Abstract:
Foods may undergo mechanical, chemical or microbiological changes in all stages of the food
chain, under the action of various factors.
This study follows how food is stored in a unit where food is marketed and in a unit where food
is prepared and served. During storage, foods undergo a number of phenomena and
transformations. These occur because the foodstuffs have a relative stability over time, influenced
by internal (structural) and external factors, which can modify their fundamental properties,
through processes of degradation, alteration, chemical or microbiological contamination,
impurities with foreign substances, etc.
The perishability of food can be determined by a variety of causes, including:
- breathing (in plant products);
- evaporation (meat and meat preparations, cheeses, soaps, etc.);
- volatilization (for alcoholic beverages);
- Fragmentation (in cheeses, flours, dehydrated vegetables and fruits, flours);
- the diffusion of water or fat through packaging (cheeses, fats, halva, etc.);
- mold (vegetable products, etc.);
- cutting at sales operations (cheeses, salami, etc.);
- agglomeration (ex: milk powder);
- breaking and spilling (liquid products packed in glass containers, eggs, etc.)
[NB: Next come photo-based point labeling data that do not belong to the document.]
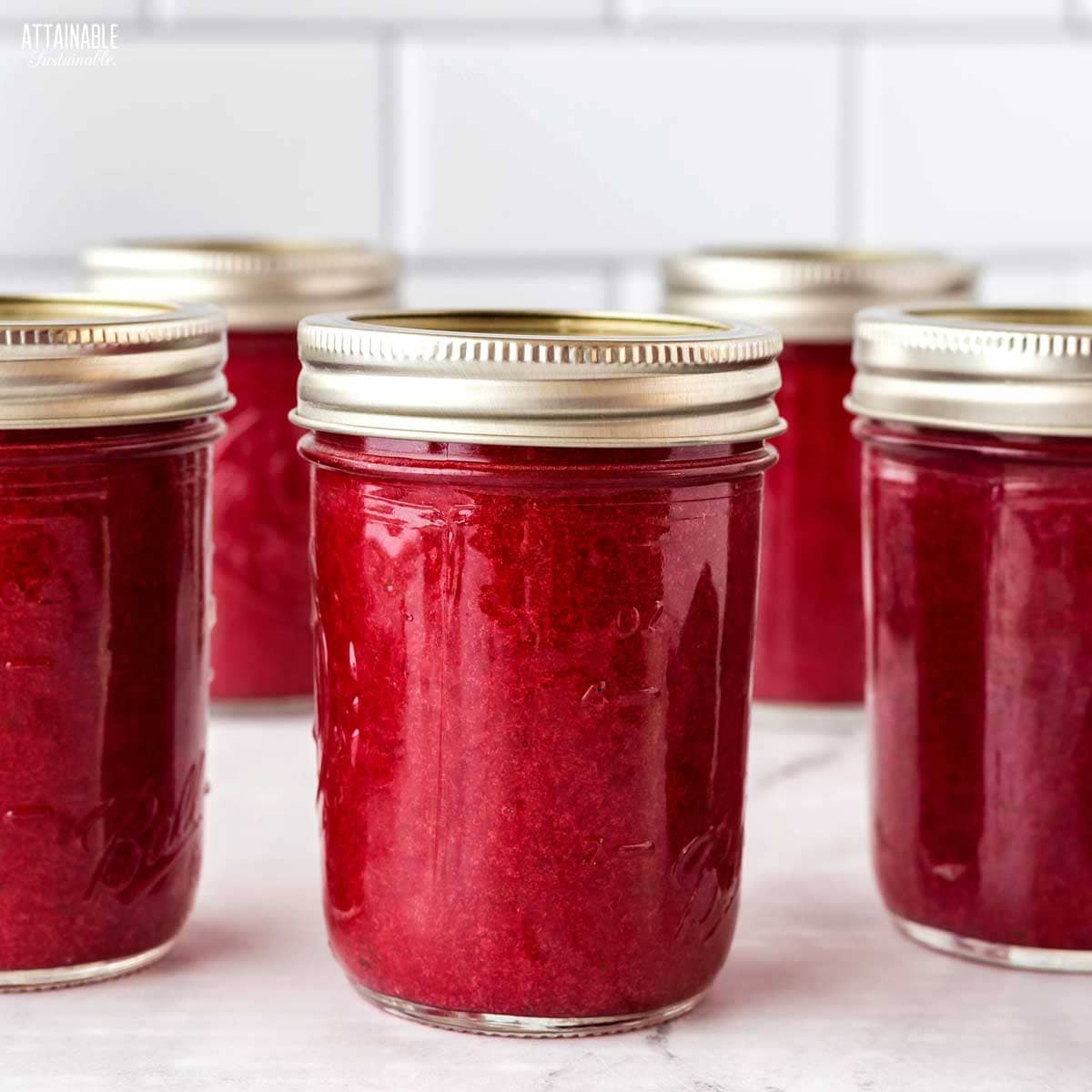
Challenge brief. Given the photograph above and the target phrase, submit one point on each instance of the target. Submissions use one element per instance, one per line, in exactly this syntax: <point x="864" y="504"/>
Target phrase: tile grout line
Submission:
<point x="849" y="148"/>
<point x="388" y="119"/>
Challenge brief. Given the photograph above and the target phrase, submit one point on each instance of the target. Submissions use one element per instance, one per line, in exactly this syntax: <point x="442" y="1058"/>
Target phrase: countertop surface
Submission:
<point x="818" y="994"/>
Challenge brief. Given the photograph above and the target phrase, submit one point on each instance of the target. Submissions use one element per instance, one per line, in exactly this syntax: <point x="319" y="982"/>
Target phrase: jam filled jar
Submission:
<point x="976" y="429"/>
<point x="261" y="643"/>
<point x="811" y="643"/>
<point x="534" y="544"/>
<point x="106" y="430"/>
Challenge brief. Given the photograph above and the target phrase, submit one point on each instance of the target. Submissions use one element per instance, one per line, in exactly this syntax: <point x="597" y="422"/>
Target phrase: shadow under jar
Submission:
<point x="976" y="429"/>
<point x="811" y="642"/>
<point x="106" y="430"/>
<point x="535" y="550"/>
<point x="261" y="643"/>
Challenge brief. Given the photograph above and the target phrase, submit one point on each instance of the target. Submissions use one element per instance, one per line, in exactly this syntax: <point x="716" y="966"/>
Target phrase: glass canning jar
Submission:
<point x="811" y="642"/>
<point x="535" y="546"/>
<point x="106" y="426"/>
<point x="261" y="643"/>
<point x="976" y="430"/>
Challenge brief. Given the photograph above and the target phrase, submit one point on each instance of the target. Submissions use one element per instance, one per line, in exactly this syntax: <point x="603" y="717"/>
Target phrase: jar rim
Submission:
<point x="998" y="369"/>
<point x="811" y="294"/>
<point x="261" y="283"/>
<point x="539" y="378"/>
<point x="74" y="360"/>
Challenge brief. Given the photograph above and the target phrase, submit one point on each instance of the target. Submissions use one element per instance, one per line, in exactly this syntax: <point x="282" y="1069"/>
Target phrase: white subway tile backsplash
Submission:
<point x="638" y="287"/>
<point x="1064" y="285"/>
<point x="42" y="11"/>
<point x="389" y="11"/>
<point x="576" y="288"/>
<point x="976" y="146"/>
<point x="876" y="12"/>
<point x="191" y="139"/>
<point x="580" y="147"/>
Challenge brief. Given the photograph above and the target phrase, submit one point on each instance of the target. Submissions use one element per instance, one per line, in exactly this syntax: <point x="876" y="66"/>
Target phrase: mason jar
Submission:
<point x="534" y="550"/>
<point x="976" y="426"/>
<point x="106" y="426"/>
<point x="811" y="632"/>
<point x="261" y="643"/>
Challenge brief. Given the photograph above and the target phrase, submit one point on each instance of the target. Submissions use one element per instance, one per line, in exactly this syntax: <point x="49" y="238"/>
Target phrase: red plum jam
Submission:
<point x="978" y="562"/>
<point x="811" y="640"/>
<point x="261" y="643"/>
<point x="106" y="610"/>
<point x="262" y="639"/>
<point x="533" y="661"/>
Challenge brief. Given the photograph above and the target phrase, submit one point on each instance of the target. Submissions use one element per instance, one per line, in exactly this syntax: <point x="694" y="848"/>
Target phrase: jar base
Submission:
<point x="490" y="1024"/>
<point x="987" y="951"/>
<point x="293" y="704"/>
<point x="80" y="975"/>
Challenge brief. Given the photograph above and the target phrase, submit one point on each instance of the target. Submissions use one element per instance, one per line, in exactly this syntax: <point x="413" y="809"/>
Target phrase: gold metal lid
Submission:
<point x="76" y="361"/>
<point x="261" y="285"/>
<point x="809" y="295"/>
<point x="539" y="378"/>
<point x="1026" y="370"/>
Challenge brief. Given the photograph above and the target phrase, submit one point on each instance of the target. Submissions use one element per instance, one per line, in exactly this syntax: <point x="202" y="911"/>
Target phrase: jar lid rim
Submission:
<point x="1003" y="369"/>
<point x="539" y="378"/>
<point x="811" y="294"/>
<point x="263" y="284"/>
<point x="70" y="360"/>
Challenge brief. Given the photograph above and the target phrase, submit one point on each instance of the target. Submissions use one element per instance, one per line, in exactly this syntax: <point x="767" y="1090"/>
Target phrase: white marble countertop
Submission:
<point x="818" y="994"/>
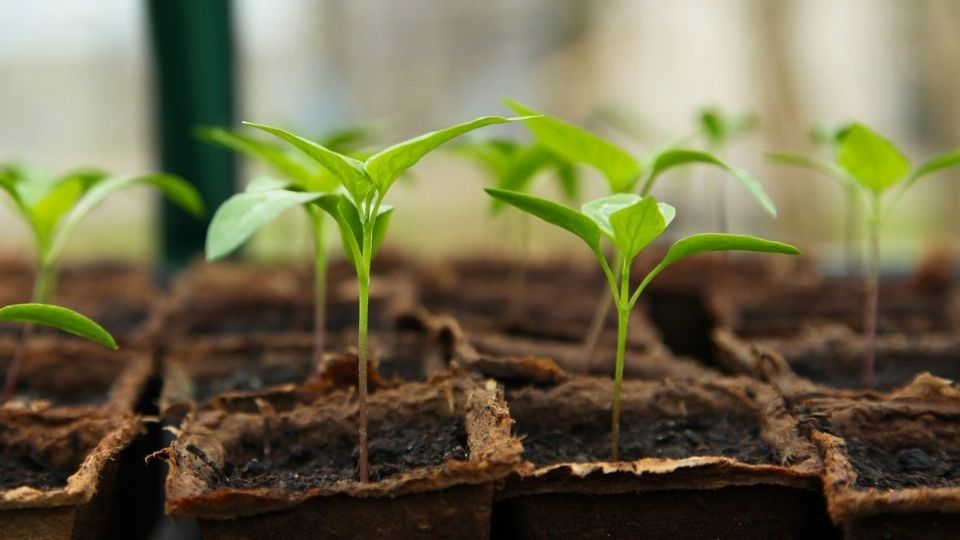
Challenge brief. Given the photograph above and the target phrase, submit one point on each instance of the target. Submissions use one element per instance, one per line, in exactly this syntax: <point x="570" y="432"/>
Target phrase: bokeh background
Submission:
<point x="77" y="87"/>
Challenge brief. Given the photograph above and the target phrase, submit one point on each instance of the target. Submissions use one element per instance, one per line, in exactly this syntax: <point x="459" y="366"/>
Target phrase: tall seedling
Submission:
<point x="868" y="166"/>
<point x="719" y="131"/>
<point x="299" y="173"/>
<point x="514" y="166"/>
<point x="360" y="214"/>
<point x="630" y="222"/>
<point x="624" y="173"/>
<point x="53" y="206"/>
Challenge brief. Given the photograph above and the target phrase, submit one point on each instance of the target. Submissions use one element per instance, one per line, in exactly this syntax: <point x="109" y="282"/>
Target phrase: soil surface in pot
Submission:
<point x="397" y="445"/>
<point x="838" y="363"/>
<point x="577" y="429"/>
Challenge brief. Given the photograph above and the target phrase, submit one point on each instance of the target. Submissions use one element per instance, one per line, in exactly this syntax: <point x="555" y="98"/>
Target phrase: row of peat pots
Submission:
<point x="742" y="414"/>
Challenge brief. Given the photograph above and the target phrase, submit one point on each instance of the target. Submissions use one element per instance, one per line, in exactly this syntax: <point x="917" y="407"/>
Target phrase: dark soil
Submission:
<point x="29" y="470"/>
<point x="840" y="365"/>
<point x="905" y="467"/>
<point x="398" y="446"/>
<point x="705" y="433"/>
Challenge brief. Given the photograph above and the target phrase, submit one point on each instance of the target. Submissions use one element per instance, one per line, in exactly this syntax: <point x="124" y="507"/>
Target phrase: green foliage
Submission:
<point x="59" y="318"/>
<point x="514" y="166"/>
<point x="53" y="206"/>
<point x="868" y="165"/>
<point x="621" y="170"/>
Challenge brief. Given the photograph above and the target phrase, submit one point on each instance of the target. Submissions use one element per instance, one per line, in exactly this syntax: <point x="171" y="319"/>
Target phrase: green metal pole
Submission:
<point x="193" y="79"/>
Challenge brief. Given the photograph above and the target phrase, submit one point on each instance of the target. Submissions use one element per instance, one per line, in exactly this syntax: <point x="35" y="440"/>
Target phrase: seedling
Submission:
<point x="868" y="166"/>
<point x="830" y="139"/>
<point x="53" y="206"/>
<point x="55" y="317"/>
<point x="623" y="172"/>
<point x="629" y="222"/>
<point x="299" y="173"/>
<point x="514" y="166"/>
<point x="359" y="211"/>
<point x="720" y="130"/>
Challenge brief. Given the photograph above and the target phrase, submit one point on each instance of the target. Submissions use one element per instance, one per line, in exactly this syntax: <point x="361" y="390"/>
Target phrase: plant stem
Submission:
<point x="623" y="321"/>
<point x="43" y="289"/>
<point x="520" y="270"/>
<point x="319" y="289"/>
<point x="872" y="302"/>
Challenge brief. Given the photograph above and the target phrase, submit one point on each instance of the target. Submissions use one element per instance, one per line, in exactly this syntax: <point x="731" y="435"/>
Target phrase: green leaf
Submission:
<point x="59" y="318"/>
<point x="707" y="242"/>
<point x="815" y="164"/>
<point x="577" y="145"/>
<point x="266" y="183"/>
<point x="347" y="170"/>
<point x="871" y="159"/>
<point x="177" y="190"/>
<point x="273" y="155"/>
<point x="245" y="213"/>
<point x="385" y="166"/>
<point x="600" y="210"/>
<point x="936" y="164"/>
<point x="551" y="212"/>
<point x="671" y="158"/>
<point x="635" y="226"/>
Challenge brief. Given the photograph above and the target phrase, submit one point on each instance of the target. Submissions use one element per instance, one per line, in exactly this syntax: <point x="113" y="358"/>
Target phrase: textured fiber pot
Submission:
<point x="78" y="374"/>
<point x="414" y="347"/>
<point x="227" y="301"/>
<point x="720" y="459"/>
<point x="436" y="449"/>
<point x="891" y="468"/>
<point x="822" y="360"/>
<point x="58" y="471"/>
- impregnation (soaking) of certain types of packaging (eg textile bags) with products in
powdered state (flour, wheat, sugar, etc.).
Considering these, in any type of unit with food profile, special attention is paid to the way in
which food is stored, both raw materials and finished products.
The current research highlights how in two units with food profile the food is stored taking into
account the degree of food perishability.